One of the strikers was Hubert Nathaniel Critchlow, then 22 years old, who was charged by the police for throwing bricks at one of the strike breakers. But when the case came before the magistrate, the injured man admitted that someone from a small crowd threw the bricks at him, but he could not positively identify Critchlow as the one who did so. The magistrate subsequently dismissed the case.

As in 1905, there were simultaneous protests on the sugar estates. Field workers - all East Indians - at Providence, East Bank Demerara, at the same time of the wharf strike, stopped work in protest against the low wages they were being paid. Armed with their forks and other agricultural tools, they marched to Georgetown to meet with the Immigration Agent to voice their grievances. The police, after a while, managed to get them to lay down their tools, and the Immigration Agent listened to them and promised to investigate the issue.

From time to time, other labour stoppages took place in various parts of the country, especially on the sugar plantations. In December 1908, workers at Plantation Friends, East Bank Berbice, took strike action against the low wages and, also armed with their tools, marched to New Amsterdam. They subsequently met with the Immigration Agent who promised to look into their complaint.

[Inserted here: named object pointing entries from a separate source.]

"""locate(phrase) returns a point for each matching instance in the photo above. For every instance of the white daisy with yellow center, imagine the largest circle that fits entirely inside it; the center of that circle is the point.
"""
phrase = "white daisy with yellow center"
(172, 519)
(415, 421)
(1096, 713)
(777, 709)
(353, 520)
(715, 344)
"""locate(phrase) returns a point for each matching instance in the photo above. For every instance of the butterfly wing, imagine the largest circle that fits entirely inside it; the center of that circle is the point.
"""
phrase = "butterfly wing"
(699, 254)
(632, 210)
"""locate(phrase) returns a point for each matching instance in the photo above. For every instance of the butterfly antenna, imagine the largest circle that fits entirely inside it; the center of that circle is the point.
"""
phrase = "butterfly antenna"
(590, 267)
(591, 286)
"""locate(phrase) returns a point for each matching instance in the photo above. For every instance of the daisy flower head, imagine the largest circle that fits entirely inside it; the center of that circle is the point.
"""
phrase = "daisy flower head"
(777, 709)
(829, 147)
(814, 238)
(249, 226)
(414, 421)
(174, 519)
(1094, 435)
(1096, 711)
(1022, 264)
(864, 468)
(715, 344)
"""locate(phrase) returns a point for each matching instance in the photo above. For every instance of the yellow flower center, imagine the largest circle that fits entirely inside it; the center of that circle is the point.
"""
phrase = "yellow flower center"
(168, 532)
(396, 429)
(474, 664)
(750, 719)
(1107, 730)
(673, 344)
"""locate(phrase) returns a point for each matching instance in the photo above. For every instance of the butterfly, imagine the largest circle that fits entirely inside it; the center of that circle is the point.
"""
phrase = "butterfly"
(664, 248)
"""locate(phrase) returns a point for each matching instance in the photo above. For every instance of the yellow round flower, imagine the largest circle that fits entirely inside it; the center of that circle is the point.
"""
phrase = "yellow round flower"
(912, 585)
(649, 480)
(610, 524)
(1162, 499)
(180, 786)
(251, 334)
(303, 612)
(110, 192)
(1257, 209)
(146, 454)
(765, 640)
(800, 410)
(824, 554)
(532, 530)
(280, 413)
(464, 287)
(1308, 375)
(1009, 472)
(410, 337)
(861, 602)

After the Agent's investigation, the manager of the plantation agreed to a small increase in payment to the workers who expressed their satisfaction.

Similar strikes occurred at Plantation Wales, La Bonne Intention, Marionville (Leguan), Leonora and Peter's Hall between 1908 and 1910. These strikes also resulted after the workers expressed dissatisfaction over the low wages they were receiving. In most cases, the Immigration Agent, after investigating, sided with the management of the plantations, and pay increases were refused.

In almost every instance, some workers were arrested for assaulting their supervisors and were fined in the magistrate's court. During a strike at Plantation Friends in May 1910, police had to be called out because rumours had reached New Amsterdam that a riot had broken out on the plantation. What really happened was that field workers were always complaining that the overseer was cheating them of their wages by under-pricing their tasks. One day, the overseer, on visiting the cane fields was approached by a group of 40 workers who accused him of cheating them. An argument ensued, and the enraged workers gave him a sound beating with canes and sticks. He managed to escape on his mule to the area of the public road, and immediately after a report was sent to the police. The arrival of the police sparked a work stoppage, but after the Immigration Agent promised an investigation, the workers resumed their tasks. An inquiry by the Agent into the incident took place shortly after, and the findings were accepted by both the management and the workers.

Meanwhile, the police later arrested eight of the ringleaders in the assault incident and they were convicted and sentenced to terms of imprisonment.